Sin separar nuestras miradas y sin que nuestros labios rompieran aquel placentero silencio, sus manos se acercaron a mi entrepierna y yo torpemente respondí levantándome levemente de mi asiento cuando entendí que pretendía quitarme los pantalones. Cuando estuvo hecho, acercó su cabeza a mí y reposó su mejilla izquierda sobre mi polla. Nunca imaginé mayor suavidad.
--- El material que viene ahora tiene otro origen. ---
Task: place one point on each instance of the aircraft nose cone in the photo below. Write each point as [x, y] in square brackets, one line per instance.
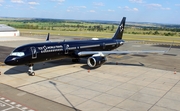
[10, 61]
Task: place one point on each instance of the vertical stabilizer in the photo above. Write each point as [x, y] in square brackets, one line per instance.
[47, 38]
[120, 29]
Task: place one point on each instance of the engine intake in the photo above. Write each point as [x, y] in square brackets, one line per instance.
[96, 61]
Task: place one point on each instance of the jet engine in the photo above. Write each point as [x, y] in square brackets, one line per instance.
[96, 60]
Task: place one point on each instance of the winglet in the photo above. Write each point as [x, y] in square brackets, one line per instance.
[47, 38]
[120, 29]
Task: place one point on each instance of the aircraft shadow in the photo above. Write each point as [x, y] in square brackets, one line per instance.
[85, 66]
[39, 66]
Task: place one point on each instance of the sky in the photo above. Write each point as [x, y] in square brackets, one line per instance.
[156, 11]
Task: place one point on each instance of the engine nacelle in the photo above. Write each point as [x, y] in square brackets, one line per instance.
[96, 61]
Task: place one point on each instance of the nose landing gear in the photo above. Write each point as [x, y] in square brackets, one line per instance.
[31, 71]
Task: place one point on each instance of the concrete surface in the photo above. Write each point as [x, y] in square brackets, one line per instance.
[124, 83]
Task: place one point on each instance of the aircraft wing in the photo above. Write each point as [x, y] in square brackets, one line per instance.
[89, 53]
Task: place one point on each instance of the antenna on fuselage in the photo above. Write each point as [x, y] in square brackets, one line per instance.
[47, 38]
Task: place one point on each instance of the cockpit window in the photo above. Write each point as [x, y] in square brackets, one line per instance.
[20, 54]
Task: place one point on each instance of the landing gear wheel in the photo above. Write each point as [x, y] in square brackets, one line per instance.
[31, 71]
[76, 60]
[32, 74]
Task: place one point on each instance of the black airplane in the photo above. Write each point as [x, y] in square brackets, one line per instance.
[95, 49]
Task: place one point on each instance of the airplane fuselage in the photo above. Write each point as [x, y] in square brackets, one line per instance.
[46, 51]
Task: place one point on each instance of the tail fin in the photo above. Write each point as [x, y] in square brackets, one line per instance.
[120, 29]
[47, 38]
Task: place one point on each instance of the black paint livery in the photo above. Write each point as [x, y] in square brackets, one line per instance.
[95, 49]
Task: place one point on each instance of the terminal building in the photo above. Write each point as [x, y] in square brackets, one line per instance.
[8, 31]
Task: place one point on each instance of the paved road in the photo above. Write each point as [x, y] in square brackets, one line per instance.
[120, 84]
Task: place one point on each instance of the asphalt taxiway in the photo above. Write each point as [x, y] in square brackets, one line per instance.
[124, 83]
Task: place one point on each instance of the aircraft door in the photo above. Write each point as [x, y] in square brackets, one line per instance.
[66, 48]
[34, 52]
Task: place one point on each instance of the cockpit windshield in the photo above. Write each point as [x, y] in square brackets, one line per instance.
[20, 54]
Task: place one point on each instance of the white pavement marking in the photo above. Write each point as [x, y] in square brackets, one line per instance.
[7, 105]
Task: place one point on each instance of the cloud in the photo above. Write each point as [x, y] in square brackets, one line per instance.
[136, 1]
[129, 9]
[98, 3]
[17, 1]
[92, 11]
[75, 8]
[157, 6]
[59, 1]
[177, 5]
[109, 10]
[33, 3]
[154, 5]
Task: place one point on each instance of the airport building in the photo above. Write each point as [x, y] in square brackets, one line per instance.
[8, 31]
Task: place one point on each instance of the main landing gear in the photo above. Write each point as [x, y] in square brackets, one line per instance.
[31, 71]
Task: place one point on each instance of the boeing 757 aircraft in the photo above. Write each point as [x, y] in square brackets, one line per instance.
[95, 50]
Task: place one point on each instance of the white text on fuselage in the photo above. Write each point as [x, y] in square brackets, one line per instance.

El calor que noté empezó a darle vida a mi virilidad y a sacarme a mí de lo que creí que era un sueño. Ella lo notó. Deslizó sus manos por mis piernas hasta llegar hasta donde antes estaba su cabeza y empezó a acariciar suavemente el tronco... la cúspide... los huevos... Cerré los ojos abrumado por el placer que sentía al ser acariciado de aquella forma por primera vez por una hembra y dejé que mi cabeza cayera hacia atrás.

"Mírame."

Su boca entreabierta y su mirada le daban un aspecto de ternura que jamás había notado antes en ella. Y los movimientos se aceleraban. Me pajeaba despacio y con suavidad. Sabía lo que estaba haciendo, y por el hecho de ser yo quien recibía sus caricias creo que le aplicaba a la paja un especial cariño. Bajaba y subía ambas manos presionando con firmeza. Y rozaba con la punta de sus dedos el capullo embadurnado de líquidos preseminales. El brillo de mi polla se asemejaba al de sus labios y, como el perro que atiende a la llamada de su amo, su boca acudió a mi llamada y se inclinó para meter de una vez la rigidez de 16 centímetros de carne joven.

Nada puede describir el calor de su boca. Jugaba con su lengua a la vez que chupaba. No se limitaba a acariciarme la polla con sus labios sino que realmente succionaba, parecía que intentaba sacar de mí la vida que le faltaba. El movimiento que antes hacían sus manos lo hacía ahora su cabeza y yo, agarrado a los apoyabrazos de la silla, recibía la mejor y más maravillosa mamada que me han hecho hasta hoy.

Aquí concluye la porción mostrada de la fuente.